The Board recognizes that pipelines must adapt to changing conditions in their markets and that M&NP has proactively developed the proposal to respond to the perceived competition from Emera Brunswick pipeline. The Board views the Toll Application as a premature response that gives rise to significant concerns among affected parties. The Board denies the Application but it does so without making any determination as to whether the Toll would be just and reasonable.
In its submission to the NEB, Nova Scotia’s Department of Energy opposed the discount for Irving Oil and stated “in the short term, the Maritimes natural gas market will have to overcome serious obstacles to continue to develop and thrive.” Those obstacles include a lack of local supply due to no onshore production and the shutting down of offshore supply basins at Deep Panuke and Sable Island by 2020 — leaving consumers increasingly at the mercy of decisions by tribunals like this one.
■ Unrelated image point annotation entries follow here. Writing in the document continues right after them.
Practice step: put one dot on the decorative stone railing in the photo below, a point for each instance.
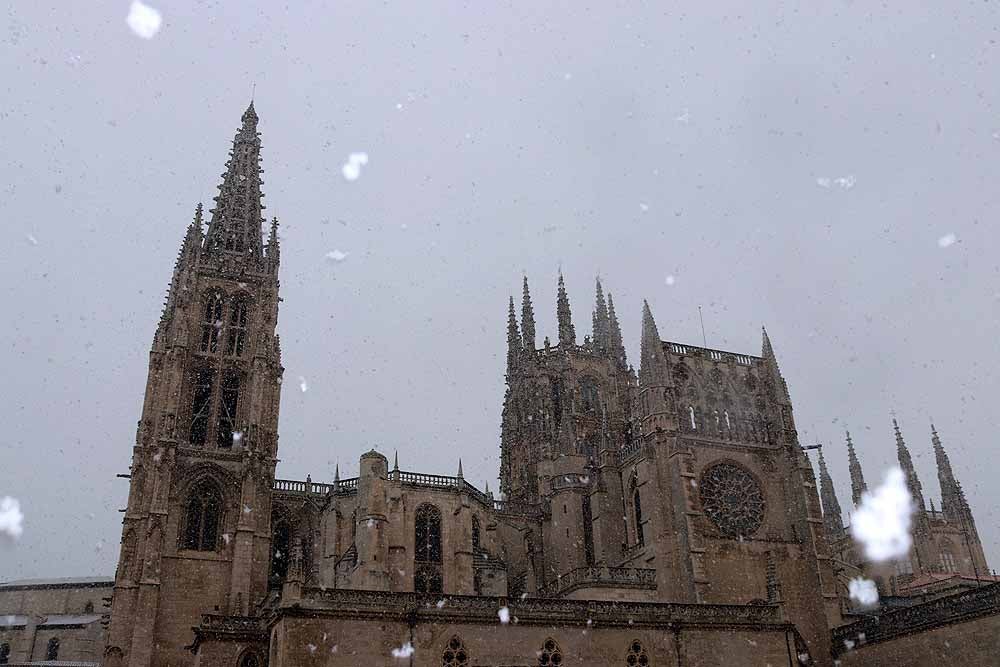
(907, 620)
(599, 576)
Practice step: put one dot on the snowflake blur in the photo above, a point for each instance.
(143, 20)
(882, 521)
(11, 518)
(863, 591)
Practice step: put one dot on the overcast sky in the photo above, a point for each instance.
(794, 166)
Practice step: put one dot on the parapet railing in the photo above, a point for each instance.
(599, 575)
(907, 620)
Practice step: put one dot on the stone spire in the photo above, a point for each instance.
(567, 334)
(527, 319)
(653, 364)
(615, 338)
(858, 486)
(833, 521)
(602, 323)
(906, 463)
(953, 503)
(237, 217)
(513, 338)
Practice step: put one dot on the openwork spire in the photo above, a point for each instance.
(616, 348)
(833, 521)
(953, 502)
(237, 217)
(653, 365)
(602, 325)
(513, 337)
(567, 334)
(858, 486)
(527, 319)
(906, 463)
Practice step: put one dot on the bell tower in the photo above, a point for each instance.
(196, 534)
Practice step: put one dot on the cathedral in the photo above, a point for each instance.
(665, 517)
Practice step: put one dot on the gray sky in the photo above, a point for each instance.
(635, 140)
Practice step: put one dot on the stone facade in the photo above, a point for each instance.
(665, 517)
(48, 620)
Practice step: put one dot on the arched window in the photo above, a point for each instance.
(229, 399)
(454, 654)
(636, 655)
(201, 404)
(211, 323)
(202, 518)
(237, 327)
(476, 536)
(550, 655)
(280, 545)
(251, 659)
(427, 576)
(52, 650)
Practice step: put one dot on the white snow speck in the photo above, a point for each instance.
(863, 591)
(882, 522)
(352, 168)
(11, 518)
(404, 651)
(143, 20)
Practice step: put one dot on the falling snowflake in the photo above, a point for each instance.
(946, 240)
(863, 591)
(404, 651)
(352, 168)
(11, 518)
(143, 20)
(882, 521)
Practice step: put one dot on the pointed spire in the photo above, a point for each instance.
(237, 217)
(653, 364)
(567, 334)
(527, 319)
(617, 348)
(832, 519)
(601, 323)
(858, 486)
(513, 338)
(906, 463)
(953, 503)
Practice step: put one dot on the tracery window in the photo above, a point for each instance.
(52, 650)
(228, 401)
(454, 654)
(427, 577)
(636, 655)
(550, 655)
(202, 518)
(732, 499)
(201, 405)
(237, 327)
(211, 323)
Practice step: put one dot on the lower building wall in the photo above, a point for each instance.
(973, 643)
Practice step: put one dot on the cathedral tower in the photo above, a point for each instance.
(195, 536)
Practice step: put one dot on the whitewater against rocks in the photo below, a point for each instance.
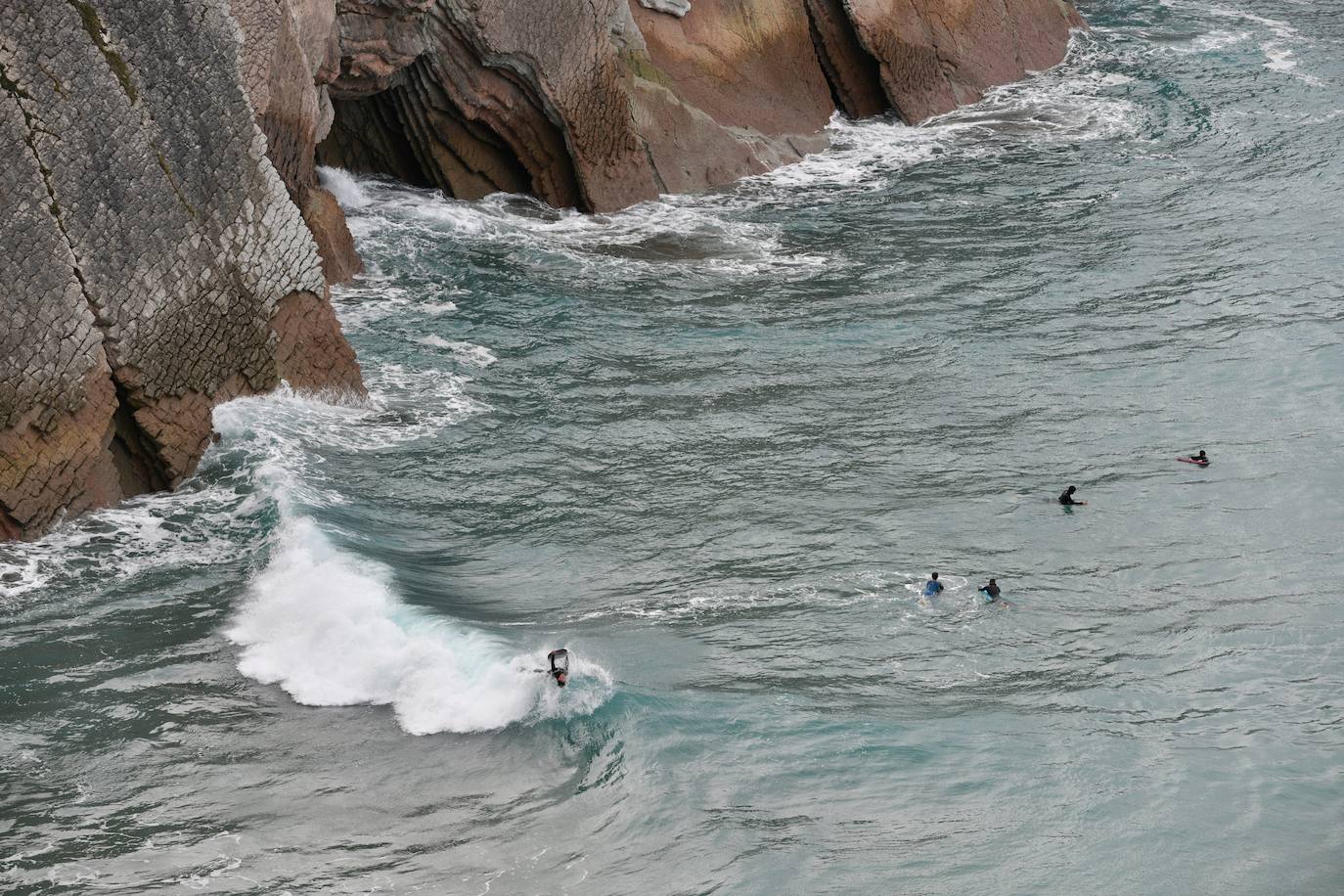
(358, 356)
(171, 246)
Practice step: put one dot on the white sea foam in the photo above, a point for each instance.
(1277, 46)
(466, 352)
(675, 231)
(347, 188)
(328, 629)
(327, 625)
(1069, 104)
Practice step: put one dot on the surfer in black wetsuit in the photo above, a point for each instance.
(1067, 497)
(560, 672)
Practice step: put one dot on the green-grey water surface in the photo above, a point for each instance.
(712, 445)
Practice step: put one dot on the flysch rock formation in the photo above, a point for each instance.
(168, 244)
(154, 261)
(606, 103)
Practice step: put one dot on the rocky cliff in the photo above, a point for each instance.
(168, 244)
(154, 262)
(606, 103)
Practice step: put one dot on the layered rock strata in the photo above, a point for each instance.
(155, 263)
(604, 104)
(168, 244)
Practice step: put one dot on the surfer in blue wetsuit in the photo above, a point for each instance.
(1067, 497)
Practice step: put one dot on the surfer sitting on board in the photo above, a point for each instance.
(1067, 499)
(1196, 458)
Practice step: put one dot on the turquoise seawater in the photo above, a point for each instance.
(712, 445)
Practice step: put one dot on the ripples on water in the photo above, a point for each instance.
(714, 445)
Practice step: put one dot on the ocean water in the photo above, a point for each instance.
(714, 445)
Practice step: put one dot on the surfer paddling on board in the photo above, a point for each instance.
(991, 593)
(1067, 497)
(560, 669)
(1202, 460)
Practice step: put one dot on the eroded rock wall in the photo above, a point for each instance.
(291, 51)
(606, 103)
(935, 55)
(155, 263)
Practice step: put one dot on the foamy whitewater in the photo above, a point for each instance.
(714, 446)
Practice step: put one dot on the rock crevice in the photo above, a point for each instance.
(151, 247)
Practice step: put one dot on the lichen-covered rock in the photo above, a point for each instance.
(154, 262)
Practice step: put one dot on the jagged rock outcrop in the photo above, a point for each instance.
(607, 103)
(168, 244)
(291, 51)
(935, 55)
(155, 263)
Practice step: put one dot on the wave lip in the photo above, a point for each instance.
(328, 629)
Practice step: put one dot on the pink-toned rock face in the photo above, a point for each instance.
(169, 276)
(938, 54)
(291, 51)
(605, 104)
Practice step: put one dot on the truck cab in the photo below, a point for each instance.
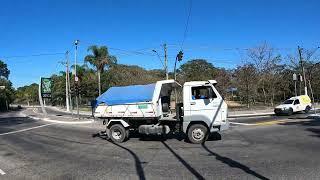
(203, 105)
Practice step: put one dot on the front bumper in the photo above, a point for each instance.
(281, 111)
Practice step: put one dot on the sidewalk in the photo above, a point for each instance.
(248, 113)
(61, 119)
(62, 109)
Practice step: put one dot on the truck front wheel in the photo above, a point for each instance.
(197, 133)
(118, 133)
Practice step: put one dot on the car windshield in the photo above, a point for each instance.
(288, 102)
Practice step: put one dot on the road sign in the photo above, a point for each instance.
(46, 84)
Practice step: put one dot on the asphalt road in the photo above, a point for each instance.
(38, 150)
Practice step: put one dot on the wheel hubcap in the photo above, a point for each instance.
(116, 134)
(198, 134)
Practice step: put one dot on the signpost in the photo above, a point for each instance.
(44, 91)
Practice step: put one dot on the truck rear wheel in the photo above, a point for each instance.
(118, 133)
(197, 133)
(308, 108)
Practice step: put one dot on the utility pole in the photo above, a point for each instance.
(69, 84)
(294, 77)
(75, 76)
(166, 60)
(67, 81)
(302, 70)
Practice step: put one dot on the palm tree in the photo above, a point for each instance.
(100, 58)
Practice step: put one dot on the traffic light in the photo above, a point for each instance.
(180, 56)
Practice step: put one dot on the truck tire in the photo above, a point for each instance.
(197, 133)
(308, 108)
(118, 133)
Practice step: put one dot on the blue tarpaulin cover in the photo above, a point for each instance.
(126, 94)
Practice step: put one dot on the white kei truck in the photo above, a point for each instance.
(151, 109)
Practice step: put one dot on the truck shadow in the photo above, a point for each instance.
(177, 136)
(138, 163)
(233, 163)
(12, 121)
(187, 165)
I don’t like the implications of the words from our illustrious Department of Energy (arguably an extension of Emera Inc.). Call me crazy, but this sounds like a tip of the hat to the fracking lobby, “…due to no onshore production…”. Look, regardless of where it might come from, fracked gas is far from the ‘greener alternative’ industry would like you to believe. Keep yer eyes and ears open folks, there will be more talk forthcoming on lifting Nova Scotia’s fracking moratorium.
The oil you use, and the products derived from oil, come from fracked wells around the globe.
No kidding!? That doesn’t make it a good idea.
Two LNG tankers recently discharged at Saint John. Catalunya Spirit had a cargo from Trinidad and Gaslog Skagen unloaded a cargo from Gabon.